Pythagorean Theorem Calculator

About the Pythagorean Theorem Calculator

The Pythagorean theorem — a² + b² = c² — is arguably the most famous equation in mathematics, relating the three sides of any right triangle. Known in ancient Babylon and Egypt and formally proved by the Greeks, it underpins everything from construction and navigation to signal processing and spacetime geometry. Our Pythagorean theorem calculator solves for any missing side given the other two.

How It Works

Given legs a and b: hypotenuse c = √(a² + b²). Given hypotenuse c and leg a: other leg b = √(c² − a²). The calculator also verifies whether three given sides form a valid right triangle and identifies Pythagorean triples (integer solutions like 3-4-5, 5-12-13, 8-15-17).
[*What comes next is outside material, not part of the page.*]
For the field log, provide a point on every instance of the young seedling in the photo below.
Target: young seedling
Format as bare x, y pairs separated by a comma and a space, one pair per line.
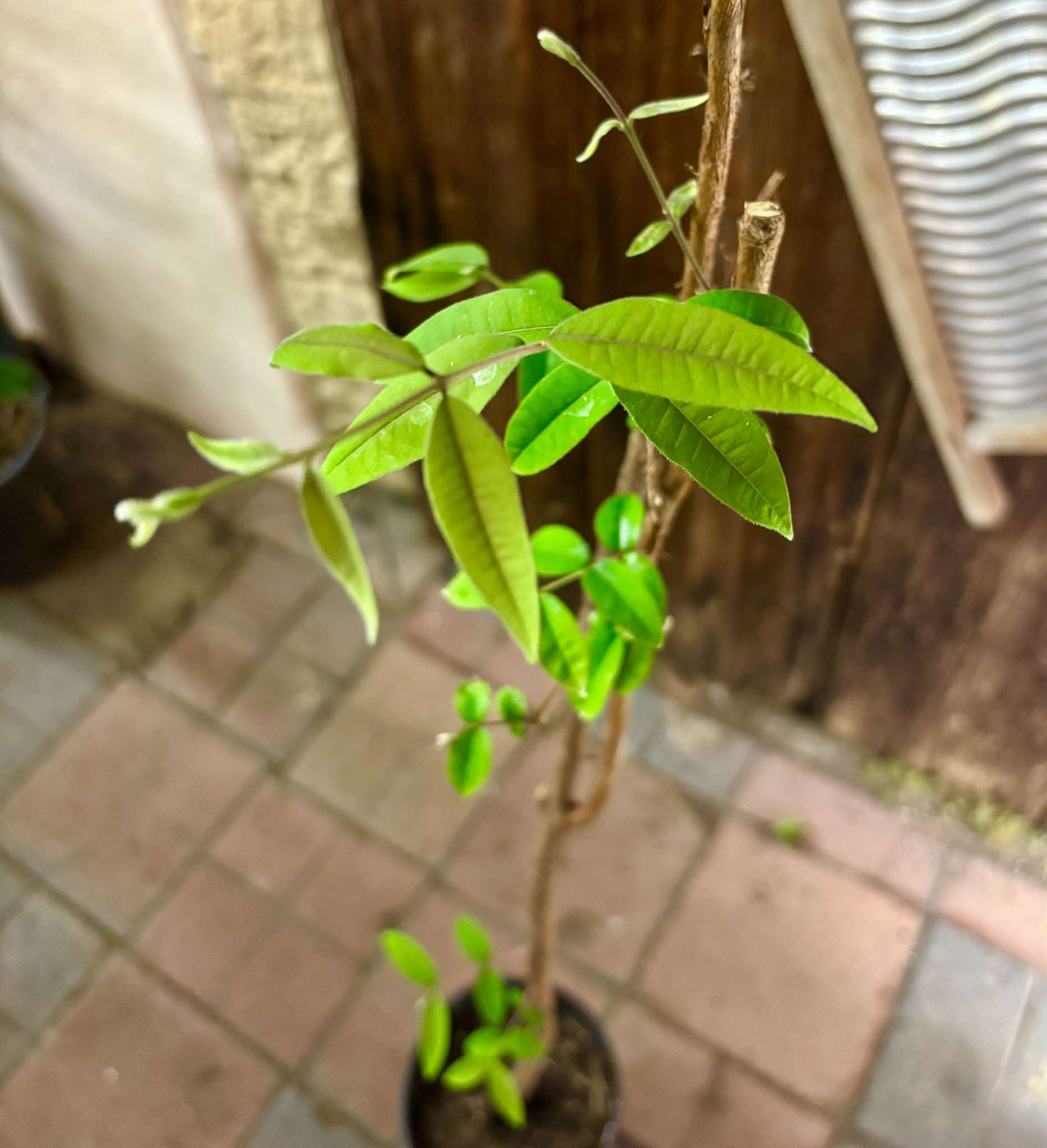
693, 376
It handles any units — the theorem is unit-agnostic.

Tips & Best Practices

• ✓The 3-4-5 right triangle is used by builders to create perfect 90° corners on foundations.
• ✓Pythagorean triples: 3-4-5, 5-12-13, 7-24-25, 8-15-17, 9-40-41, 11-60-61.
• ✓In 3D space, the distance formula extends to: d = √(Δx² + Δy² + Δz²).
• ✓The theorem fails for non-Euclidean geometry (spherical or hyperbolic surfaces).
• ✓GPS systems use multi-dimensional extensions of the Pythagorean theorem for positioning.

Who Uses This Calculator

Carpenters squaring foundations, students learning trigonometry, engineers calculating cable lengths, game developers implementing collision detection, and anyone who needs to find the straight-line distance between two points in a coordinate plane use the Pythagorean theorem constantly.